第340章 茶是好茶,人不对劲
郭漫没有立刻答应,也没有拒绝,只是平静地挂断了电话。
手机屏幕暗下去,倒映出她那双古井无波的眼睛。
听筒里那个女秘书标准到近乎机械的语调,还在耳边回响,每一个字都精准、客气,却透着一股不容置喙的居高临下。
“韩东升……”郭漫无声地咀嚼着这个名字。
沈辞凑了过来,脸上还残留着刚刚见证“神迹”后的亢奋和震撼,“怎么说?那老家伙要见你?鸿门宴?”
“也许是。”郭漫将手机放到一边,站起身,走到巨大的落地窗前。
窗外,夜色已深,城市的霓虹灯海像一条流光溢彩的银河,璀璨,却冰冷。
她需要更多信息,而不是带着一腔刚刚打赢胜仗的匹夫之勇,一头扎进一个老狐狸经营了几十年的洞穴里。
“沈辞,”她转过身,目光清亮得吓人,“我需要韩东升的所有资料,公开的,非公开的,只要你能弄到的,全部。半小时。”
沈辞愣了一下,随即咧嘴一笑,露出一口白牙,“等着。”
他没问为什么,也没说这有多难。
这个女人刚刚带着他从万丈悬崖边上走了一遭,还顺手把对面推他们的人踹了下去。
现在,别说半小时查个人,就是让他去黑了五角大楼的网站,他都觉得不是什么大事。
沈辞坐回电脑前,手指在键盘上敲得噼啪作响,像是在弹奏一曲激昂的战歌。
各种代码窗口、数据库和加密论坛的界面在他面前闪电般切换。
郭漫则给自己重新倒了杯温水,小口地喝着。
她没有催促,只是静静地等待。
那场金融绞杀耗尽了她两天积累的所有心神,但韩东升的这通电话,像一针强效肾上腺素,瞬间让她重新绷紧了神经。
黔地桂花村的未来。
这个老头子,一开口就直击软肋,比魏江那种只会用钱砸人的莽夫,段位高了不止一个层级。
不到三十分钟,一台打印机开始嗡嗡作响,吐出一叠还带着热度的A4纸。
沈辞将这份临时赶制的人物报告递给郭漫,自己则灌了一大口冰可乐,像是刚跑完一场马拉松。

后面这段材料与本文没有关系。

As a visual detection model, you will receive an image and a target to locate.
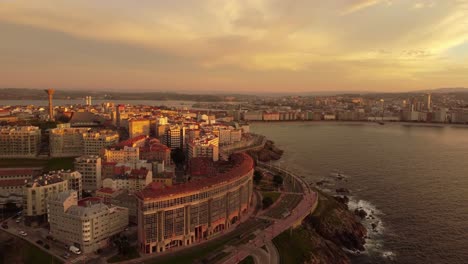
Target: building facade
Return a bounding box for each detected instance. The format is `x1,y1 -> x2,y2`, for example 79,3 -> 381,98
75,155 -> 102,191
128,119 -> 150,138
188,135 -> 219,161
48,191 -> 128,253
136,153 -> 254,253
83,130 -> 119,155
104,146 -> 140,164
23,175 -> 68,225
49,128 -> 90,157
102,169 -> 153,193
0,126 -> 41,158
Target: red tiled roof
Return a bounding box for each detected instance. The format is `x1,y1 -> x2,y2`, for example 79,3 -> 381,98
78,197 -> 102,207
135,153 -> 254,200
116,135 -> 146,147
0,179 -> 25,187
0,169 -> 34,176
96,188 -> 117,194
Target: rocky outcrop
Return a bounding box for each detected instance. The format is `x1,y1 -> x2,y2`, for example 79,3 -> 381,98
249,140 -> 283,162
304,194 -> 367,251
307,229 -> 351,264
354,208 -> 367,219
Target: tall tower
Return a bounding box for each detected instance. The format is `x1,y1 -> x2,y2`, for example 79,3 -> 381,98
44,89 -> 55,121
427,93 -> 432,111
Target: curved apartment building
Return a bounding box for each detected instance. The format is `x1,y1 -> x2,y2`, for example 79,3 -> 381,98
136,153 -> 254,253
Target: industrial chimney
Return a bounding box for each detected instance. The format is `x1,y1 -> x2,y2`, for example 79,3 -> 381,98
44,89 -> 55,121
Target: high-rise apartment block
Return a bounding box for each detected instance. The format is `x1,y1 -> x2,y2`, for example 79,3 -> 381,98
0,126 -> 41,158
48,191 -> 128,253
104,146 -> 140,164
188,135 -> 219,161
83,130 -> 119,155
75,155 -> 102,191
23,175 -> 68,225
23,171 -> 82,225
161,125 -> 186,149
49,128 -> 90,157
128,119 -> 150,138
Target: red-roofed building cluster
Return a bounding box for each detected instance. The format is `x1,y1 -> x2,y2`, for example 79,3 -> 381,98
136,153 -> 254,253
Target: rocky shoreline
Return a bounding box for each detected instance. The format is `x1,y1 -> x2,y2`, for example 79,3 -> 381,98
303,192 -> 367,264
249,140 -> 368,264
248,140 -> 284,162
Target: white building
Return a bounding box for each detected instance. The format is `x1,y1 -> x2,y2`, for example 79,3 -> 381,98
48,191 -> 128,253
162,125 -> 186,149
49,128 -> 90,157
104,146 -> 140,164
75,155 -> 102,191
102,168 -> 153,193
128,119 -> 150,138
0,126 -> 41,158
83,130 -> 119,155
188,135 -> 219,161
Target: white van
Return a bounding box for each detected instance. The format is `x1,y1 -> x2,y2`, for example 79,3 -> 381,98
69,246 -> 81,255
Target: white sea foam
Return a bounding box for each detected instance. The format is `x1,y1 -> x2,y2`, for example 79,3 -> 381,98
348,197 -> 383,217
382,251 -> 396,260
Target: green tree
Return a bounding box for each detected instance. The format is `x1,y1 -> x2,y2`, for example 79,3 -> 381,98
273,175 -> 283,186
253,170 -> 263,185
262,196 -> 273,209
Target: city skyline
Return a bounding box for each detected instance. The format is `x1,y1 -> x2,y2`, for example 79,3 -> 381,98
0,0 -> 468,93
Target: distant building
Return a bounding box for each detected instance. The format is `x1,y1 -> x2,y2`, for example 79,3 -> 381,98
161,125 -> 186,149
104,146 -> 140,164
48,191 -> 128,253
243,111 -> 263,121
135,153 -> 254,254
23,175 -> 68,225
128,119 -> 150,138
49,128 -> 90,157
75,155 -> 102,191
0,168 -> 40,208
188,135 -> 219,161
102,169 -> 153,193
83,130 -> 119,155
0,126 -> 41,158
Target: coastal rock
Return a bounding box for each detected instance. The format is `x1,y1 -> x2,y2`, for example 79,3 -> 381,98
304,194 -> 367,251
306,229 -> 351,264
333,195 -> 349,207
249,140 -> 283,162
354,208 -> 367,219
335,188 -> 349,194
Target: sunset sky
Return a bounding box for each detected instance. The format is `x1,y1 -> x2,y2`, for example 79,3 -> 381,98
0,0 -> 468,92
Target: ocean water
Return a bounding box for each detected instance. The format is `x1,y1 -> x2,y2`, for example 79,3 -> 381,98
251,122 -> 468,264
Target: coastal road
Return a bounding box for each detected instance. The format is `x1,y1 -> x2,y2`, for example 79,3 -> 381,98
220,165 -> 318,264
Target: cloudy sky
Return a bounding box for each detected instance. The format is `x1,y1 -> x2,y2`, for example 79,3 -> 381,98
0,0 -> 468,92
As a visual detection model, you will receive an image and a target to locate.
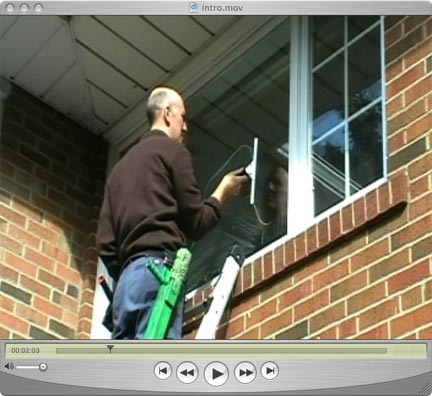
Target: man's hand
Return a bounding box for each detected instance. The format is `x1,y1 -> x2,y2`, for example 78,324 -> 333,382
212,168 -> 249,204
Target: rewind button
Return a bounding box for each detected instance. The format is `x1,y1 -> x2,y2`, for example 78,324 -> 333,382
177,362 -> 198,384
234,362 -> 256,384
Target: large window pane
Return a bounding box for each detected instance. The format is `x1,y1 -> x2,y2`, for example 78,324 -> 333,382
312,128 -> 345,214
312,16 -> 384,215
349,102 -> 384,193
313,16 -> 344,66
187,19 -> 290,290
313,55 -> 344,139
348,27 -> 381,115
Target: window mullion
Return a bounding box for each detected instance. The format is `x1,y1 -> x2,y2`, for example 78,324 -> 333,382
287,16 -> 314,236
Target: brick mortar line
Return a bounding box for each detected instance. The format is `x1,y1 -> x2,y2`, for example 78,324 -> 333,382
385,26 -> 431,65
307,284 -> 430,338
291,260 -> 428,332
384,55 -> 430,86
386,91 -> 432,120
389,143 -> 431,165
386,94 -> 432,124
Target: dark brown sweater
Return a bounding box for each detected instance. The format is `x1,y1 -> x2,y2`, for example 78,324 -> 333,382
97,130 -> 220,278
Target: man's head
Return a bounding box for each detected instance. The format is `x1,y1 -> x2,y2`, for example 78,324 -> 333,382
147,86 -> 187,142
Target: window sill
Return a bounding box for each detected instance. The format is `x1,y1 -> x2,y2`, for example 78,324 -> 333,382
185,171 -> 408,331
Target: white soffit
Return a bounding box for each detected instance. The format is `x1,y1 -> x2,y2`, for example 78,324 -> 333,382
0,16 -> 238,138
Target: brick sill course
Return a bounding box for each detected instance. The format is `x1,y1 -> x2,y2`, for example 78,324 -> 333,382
184,171 -> 408,332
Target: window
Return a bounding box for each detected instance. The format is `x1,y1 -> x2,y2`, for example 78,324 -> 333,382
187,19 -> 291,290
312,16 -> 384,215
187,16 -> 386,290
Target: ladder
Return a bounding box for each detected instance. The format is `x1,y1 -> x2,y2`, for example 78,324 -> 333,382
98,245 -> 244,340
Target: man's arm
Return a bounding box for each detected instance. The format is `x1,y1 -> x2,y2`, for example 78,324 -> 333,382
171,145 -> 221,240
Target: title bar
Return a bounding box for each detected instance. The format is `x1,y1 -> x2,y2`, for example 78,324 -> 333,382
0,0 -> 432,15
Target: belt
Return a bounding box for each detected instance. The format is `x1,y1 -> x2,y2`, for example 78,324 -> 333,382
128,250 -> 176,267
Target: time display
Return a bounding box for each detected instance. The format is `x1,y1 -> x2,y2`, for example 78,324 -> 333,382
10,347 -> 40,353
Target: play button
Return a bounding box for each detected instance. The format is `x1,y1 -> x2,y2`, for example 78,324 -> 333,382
204,362 -> 228,386
261,362 -> 279,380
212,369 -> 224,380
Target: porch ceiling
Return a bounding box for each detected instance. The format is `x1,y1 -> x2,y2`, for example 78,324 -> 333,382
0,16 -> 238,137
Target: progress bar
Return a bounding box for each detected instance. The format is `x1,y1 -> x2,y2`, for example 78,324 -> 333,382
5,341 -> 428,359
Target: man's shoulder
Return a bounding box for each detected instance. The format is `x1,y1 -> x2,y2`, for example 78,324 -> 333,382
138,131 -> 183,151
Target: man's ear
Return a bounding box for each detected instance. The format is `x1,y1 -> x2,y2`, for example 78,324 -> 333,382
162,106 -> 171,125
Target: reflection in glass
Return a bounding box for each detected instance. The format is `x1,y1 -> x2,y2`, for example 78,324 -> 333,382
313,16 -> 344,66
186,19 -> 290,290
312,128 -> 345,215
313,55 -> 344,138
348,15 -> 379,40
348,102 -> 383,194
348,27 -> 381,115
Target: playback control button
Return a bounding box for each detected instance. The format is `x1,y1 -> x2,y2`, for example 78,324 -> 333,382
154,362 -> 172,380
204,362 -> 228,386
261,362 -> 279,380
234,362 -> 256,384
177,362 -> 198,384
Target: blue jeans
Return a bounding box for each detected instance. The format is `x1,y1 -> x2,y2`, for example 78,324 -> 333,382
112,257 -> 184,340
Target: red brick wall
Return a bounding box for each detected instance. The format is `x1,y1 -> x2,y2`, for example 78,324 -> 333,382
0,87 -> 107,339
185,17 -> 432,339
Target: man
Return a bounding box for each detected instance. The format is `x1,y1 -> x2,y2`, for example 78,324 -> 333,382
97,86 -> 247,339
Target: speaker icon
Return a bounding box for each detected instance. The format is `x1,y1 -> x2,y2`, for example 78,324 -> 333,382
5,362 -> 15,370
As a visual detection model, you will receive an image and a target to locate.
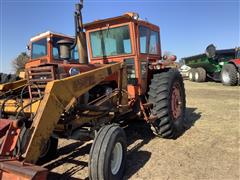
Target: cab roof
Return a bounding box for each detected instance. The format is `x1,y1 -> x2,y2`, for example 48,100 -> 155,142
84,12 -> 158,29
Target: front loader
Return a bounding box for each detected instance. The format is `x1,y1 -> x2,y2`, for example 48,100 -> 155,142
0,1 -> 186,179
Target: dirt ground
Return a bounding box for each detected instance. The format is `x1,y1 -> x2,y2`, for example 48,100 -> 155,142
45,81 -> 240,180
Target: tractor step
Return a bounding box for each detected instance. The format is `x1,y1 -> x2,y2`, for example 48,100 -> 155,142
143,103 -> 153,109
0,159 -> 48,180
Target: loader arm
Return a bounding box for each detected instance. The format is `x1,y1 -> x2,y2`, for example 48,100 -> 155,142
23,63 -> 127,164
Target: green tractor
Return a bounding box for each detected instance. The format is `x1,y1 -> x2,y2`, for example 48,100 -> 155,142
183,44 -> 240,86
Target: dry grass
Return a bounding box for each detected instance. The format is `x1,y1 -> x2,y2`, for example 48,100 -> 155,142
47,81 -> 240,180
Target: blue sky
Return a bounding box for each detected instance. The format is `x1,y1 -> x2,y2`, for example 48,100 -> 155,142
0,0 -> 240,72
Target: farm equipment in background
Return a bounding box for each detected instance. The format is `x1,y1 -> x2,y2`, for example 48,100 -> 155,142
0,1 -> 186,179
183,44 -> 240,86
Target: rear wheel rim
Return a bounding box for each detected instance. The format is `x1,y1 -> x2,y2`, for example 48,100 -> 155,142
189,72 -> 192,80
111,142 -> 123,175
171,83 -> 182,120
40,139 -> 51,158
195,73 -> 199,80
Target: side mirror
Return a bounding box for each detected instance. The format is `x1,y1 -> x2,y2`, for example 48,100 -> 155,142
57,39 -> 73,60
206,44 -> 216,58
26,44 -> 30,51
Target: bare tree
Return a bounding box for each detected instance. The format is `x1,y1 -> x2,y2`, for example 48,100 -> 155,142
12,52 -> 29,74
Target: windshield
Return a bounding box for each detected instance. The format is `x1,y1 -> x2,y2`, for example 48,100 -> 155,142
90,26 -> 132,57
31,38 -> 47,59
52,37 -> 78,62
236,49 -> 240,58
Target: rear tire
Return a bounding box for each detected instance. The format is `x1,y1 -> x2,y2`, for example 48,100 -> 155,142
221,64 -> 238,86
188,68 -> 196,82
148,69 -> 186,139
88,124 -> 127,180
194,67 -> 207,82
38,137 -> 58,164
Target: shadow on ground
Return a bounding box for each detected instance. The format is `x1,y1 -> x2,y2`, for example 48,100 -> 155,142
176,107 -> 202,139
184,108 -> 202,131
47,108 -> 201,180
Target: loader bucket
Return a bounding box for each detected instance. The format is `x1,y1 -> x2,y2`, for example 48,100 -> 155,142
0,119 -> 48,180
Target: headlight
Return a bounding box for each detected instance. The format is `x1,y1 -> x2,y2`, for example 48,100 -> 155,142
69,67 -> 80,76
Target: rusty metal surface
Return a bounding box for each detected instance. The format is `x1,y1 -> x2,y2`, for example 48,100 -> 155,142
23,63 -> 126,163
0,79 -> 27,92
0,160 -> 48,180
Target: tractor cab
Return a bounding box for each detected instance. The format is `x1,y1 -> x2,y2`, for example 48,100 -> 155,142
84,13 -> 176,97
26,13 -> 176,98
26,31 -> 78,67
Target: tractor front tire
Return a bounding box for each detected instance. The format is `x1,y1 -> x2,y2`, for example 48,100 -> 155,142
88,124 -> 127,180
188,68 -> 196,82
194,67 -> 207,82
38,137 -> 58,164
148,69 -> 186,139
221,64 -> 238,86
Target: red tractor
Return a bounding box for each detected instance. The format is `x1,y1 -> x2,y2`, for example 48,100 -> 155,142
0,3 -> 186,179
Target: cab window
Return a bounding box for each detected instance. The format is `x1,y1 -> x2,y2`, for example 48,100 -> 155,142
149,31 -> 159,54
31,38 -> 47,59
90,26 -> 132,57
139,26 -> 148,54
52,37 -> 78,62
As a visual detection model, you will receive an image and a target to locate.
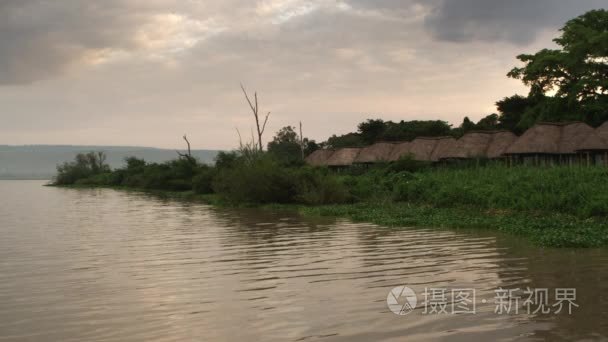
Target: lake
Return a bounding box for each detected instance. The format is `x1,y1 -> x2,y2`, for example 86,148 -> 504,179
0,181 -> 608,341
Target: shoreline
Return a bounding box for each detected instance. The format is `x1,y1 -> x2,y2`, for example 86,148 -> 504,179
52,184 -> 608,248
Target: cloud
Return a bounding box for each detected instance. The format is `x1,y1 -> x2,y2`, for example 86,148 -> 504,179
0,0 -> 599,148
0,0 -> 222,84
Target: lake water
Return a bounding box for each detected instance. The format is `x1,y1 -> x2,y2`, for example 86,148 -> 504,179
0,181 -> 608,341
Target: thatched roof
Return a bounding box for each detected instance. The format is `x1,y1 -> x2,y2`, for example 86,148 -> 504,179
444,131 -> 492,159
355,142 -> 395,163
431,137 -> 456,161
388,141 -> 412,161
391,137 -> 454,161
410,137 -> 437,161
577,122 -> 608,151
485,131 -> 517,159
304,150 -> 334,166
505,122 -> 593,154
442,131 -> 517,159
326,147 -> 361,166
559,122 -> 595,154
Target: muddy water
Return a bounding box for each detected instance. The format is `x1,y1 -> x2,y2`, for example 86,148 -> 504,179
0,181 -> 608,341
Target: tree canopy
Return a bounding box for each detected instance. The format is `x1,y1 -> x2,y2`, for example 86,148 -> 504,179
508,9 -> 608,126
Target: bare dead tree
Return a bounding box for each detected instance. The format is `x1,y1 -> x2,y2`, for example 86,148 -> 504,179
300,121 -> 304,160
241,83 -> 270,151
175,134 -> 195,163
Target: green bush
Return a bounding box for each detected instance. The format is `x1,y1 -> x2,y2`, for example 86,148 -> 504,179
290,167 -> 352,205
192,166 -> 216,194
213,156 -> 295,203
54,152 -> 110,185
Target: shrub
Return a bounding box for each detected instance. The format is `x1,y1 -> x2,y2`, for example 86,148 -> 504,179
290,167 -> 352,205
54,152 -> 110,185
212,156 -> 294,203
192,166 -> 216,194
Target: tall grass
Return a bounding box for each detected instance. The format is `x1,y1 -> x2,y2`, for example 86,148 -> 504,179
393,165 -> 608,216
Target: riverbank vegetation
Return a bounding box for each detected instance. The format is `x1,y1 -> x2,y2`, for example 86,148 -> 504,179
56,149 -> 608,247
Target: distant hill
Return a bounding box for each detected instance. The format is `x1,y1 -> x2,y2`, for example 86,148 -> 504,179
0,145 -> 218,179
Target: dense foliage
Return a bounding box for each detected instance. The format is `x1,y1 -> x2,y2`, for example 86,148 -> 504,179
55,152 -> 110,185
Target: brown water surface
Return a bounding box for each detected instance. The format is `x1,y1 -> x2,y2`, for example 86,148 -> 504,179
0,181 -> 608,341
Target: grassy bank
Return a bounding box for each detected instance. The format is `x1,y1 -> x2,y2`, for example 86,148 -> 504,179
51,153 -> 608,247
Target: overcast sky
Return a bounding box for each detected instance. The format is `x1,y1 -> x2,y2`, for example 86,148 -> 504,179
0,0 -> 606,149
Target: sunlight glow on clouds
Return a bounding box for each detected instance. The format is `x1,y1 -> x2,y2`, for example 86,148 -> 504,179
0,0 -> 605,148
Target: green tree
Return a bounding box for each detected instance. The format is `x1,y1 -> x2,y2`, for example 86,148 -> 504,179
357,119 -> 386,145
496,95 -> 535,134
55,152 -> 110,185
475,113 -> 500,131
268,126 -> 302,165
508,9 -> 608,125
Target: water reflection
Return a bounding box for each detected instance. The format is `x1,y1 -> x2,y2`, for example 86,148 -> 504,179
0,182 -> 608,341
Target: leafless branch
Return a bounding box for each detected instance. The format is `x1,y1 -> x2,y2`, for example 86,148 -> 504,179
241,83 -> 270,151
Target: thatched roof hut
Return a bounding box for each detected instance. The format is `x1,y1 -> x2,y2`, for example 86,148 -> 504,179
326,147 -> 361,166
444,131 -> 492,159
577,122 -> 608,151
442,131 -> 517,159
391,137 -> 454,161
355,142 -> 395,164
431,137 -> 456,161
304,150 -> 334,166
505,122 -> 593,155
486,131 -> 517,159
388,141 -> 412,161
558,122 -> 595,154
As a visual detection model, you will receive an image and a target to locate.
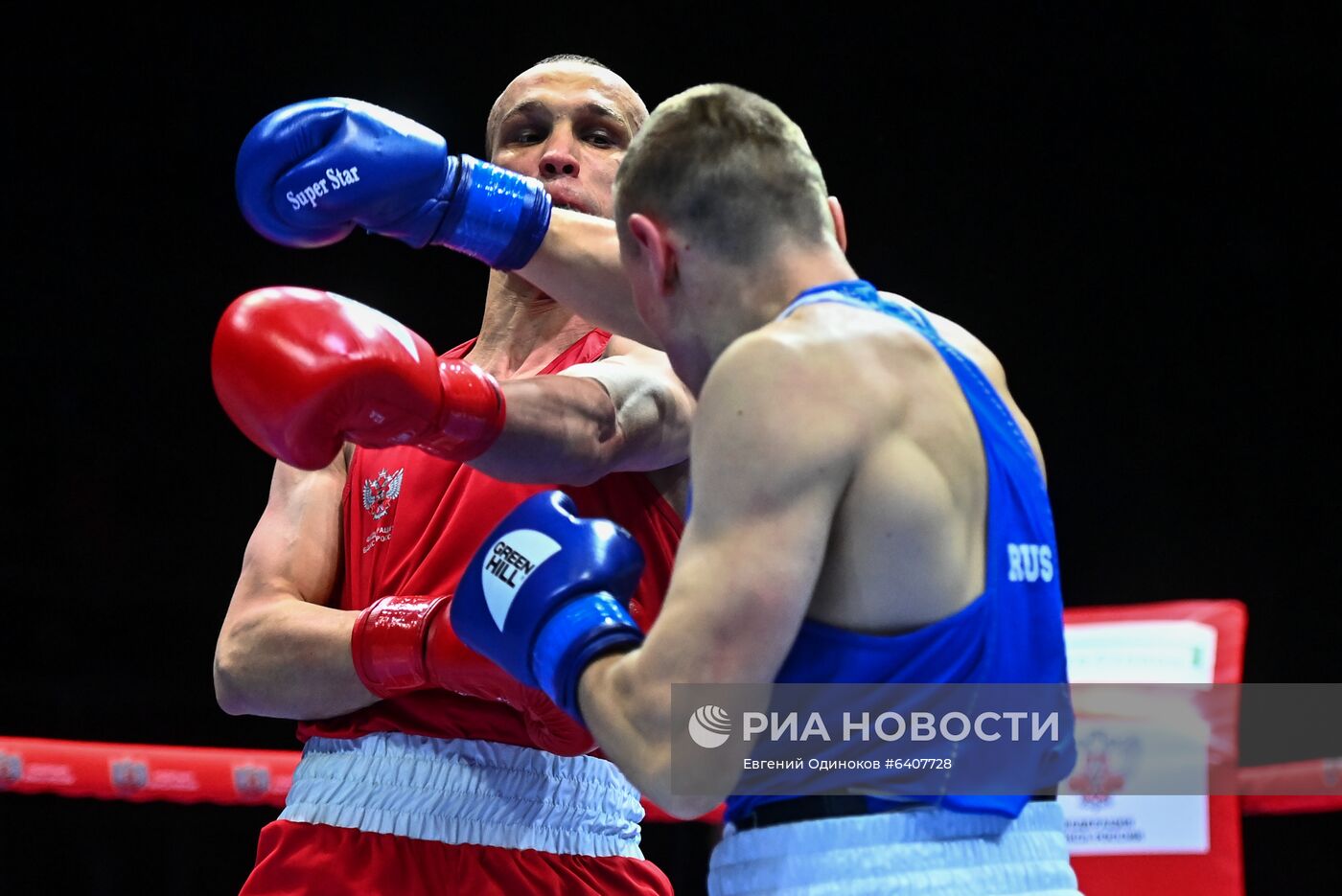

“这老头子……干净得有点假。”他抹了把嘴,“明面上的资料全是高光时刻。白手起家,从地产行业掘到第一桶金,然后迅速转型实业,一手创立了常安集团。为人极其低调,几乎不接受媒体专访,最近十年更是彻底退居幕后,过着半隐居的生活。”
郭漫的手指在纸页上缓缓划过,目光一行行扫过那些官方履历。
“重点在后面。”沈辞指了指报告的后半部分,“这老家伙是个狂热的‘文化遗产保护’爱好者。他名下的私人基金会,每年至少砸一个亿进去,专门资助那些濒临失传的传统手工艺项目。从古籍修复到民间戏曲,从老旧建筑的修缮到传统村落的保护……他不止一次在公开场合呼吁,要敬畏传统,保护匠人。啧,这人设,简直就是个忧国忧民的在世圣人。”
郭漫的目光停留在其中一张照片上。
照片里,韩东升穿着一身朴素的唐装,正蹲在一个满是泥泞的考古现场,和一个戴着老花镜的专家学者热切地交谈着什么。
他的笑容温和、真诚,眼神里透着对那件出土文物的痴迷与热爱。
这副尊容,和魏江那种金丝眼镜后面全是算计的商人嘴脸,简直是两个极端。
“看到了吗?”沈辞的声音在一旁响起,“一个把自己包装成文化守护神的老狐狸。他这通电话,打的不是商业牌,是情怀牌。他要跟你聊的,肯定不是5.13%的股权,而是‘桂花村的未来’。恶心不恶心?”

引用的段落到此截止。